Adopt the method can improve existing protein sequence describing method, the method be used in secondary protein structure type prediction and Subcellular Localization prediction, correlation predictive device success rate prediction improves 5%.
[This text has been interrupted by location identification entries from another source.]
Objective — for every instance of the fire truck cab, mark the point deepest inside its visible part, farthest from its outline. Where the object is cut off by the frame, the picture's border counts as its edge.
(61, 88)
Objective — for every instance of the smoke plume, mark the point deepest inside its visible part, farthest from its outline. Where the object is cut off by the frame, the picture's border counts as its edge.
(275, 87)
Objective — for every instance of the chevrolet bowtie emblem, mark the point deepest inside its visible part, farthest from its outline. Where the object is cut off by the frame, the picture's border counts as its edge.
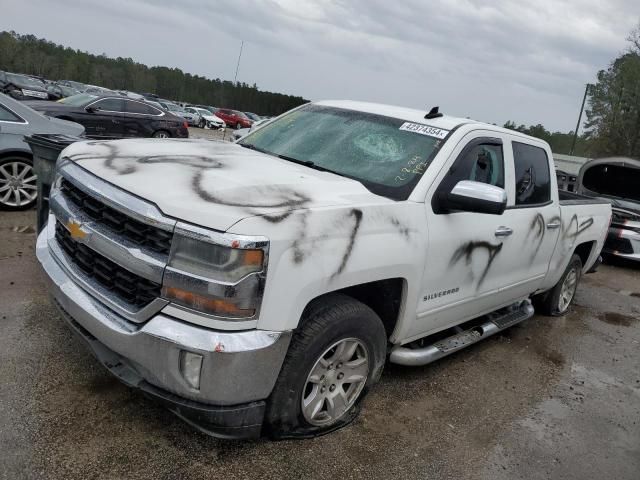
(75, 229)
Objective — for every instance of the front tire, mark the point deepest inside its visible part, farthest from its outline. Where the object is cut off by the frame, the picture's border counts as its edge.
(18, 190)
(556, 302)
(334, 359)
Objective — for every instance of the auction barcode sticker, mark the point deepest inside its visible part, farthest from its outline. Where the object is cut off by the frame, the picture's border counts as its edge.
(424, 130)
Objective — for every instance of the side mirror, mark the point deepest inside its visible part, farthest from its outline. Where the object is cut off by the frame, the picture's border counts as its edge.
(470, 196)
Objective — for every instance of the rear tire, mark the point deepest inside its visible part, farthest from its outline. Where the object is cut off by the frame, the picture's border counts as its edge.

The foregoing is only preferred embodiment of the present invention, not in order to limit the present invention, all any amendments done within the spirit and principles in the present invention, equivalent replacement and improvement etc., all should be included within protection scope of the present invention.

Claims

1. a protein sequence method for expressing for new blending inheritance information, is characterized in that comprising the following steps:

2. the protein sequence method for expressing of new blending inheritance information according to claim 1, is characterized in that: the expression formula of the special scoring matrix PSSM in position of described protein sequence P is:

3. the protein sequence method for expressing of new blending inheritance information according to claim 1, is characterized in that: described method is used in secondary protein structure type prediction and Subcellular Localization prediction, and correlation predictive device success rate prediction improves 4 ~ 7%.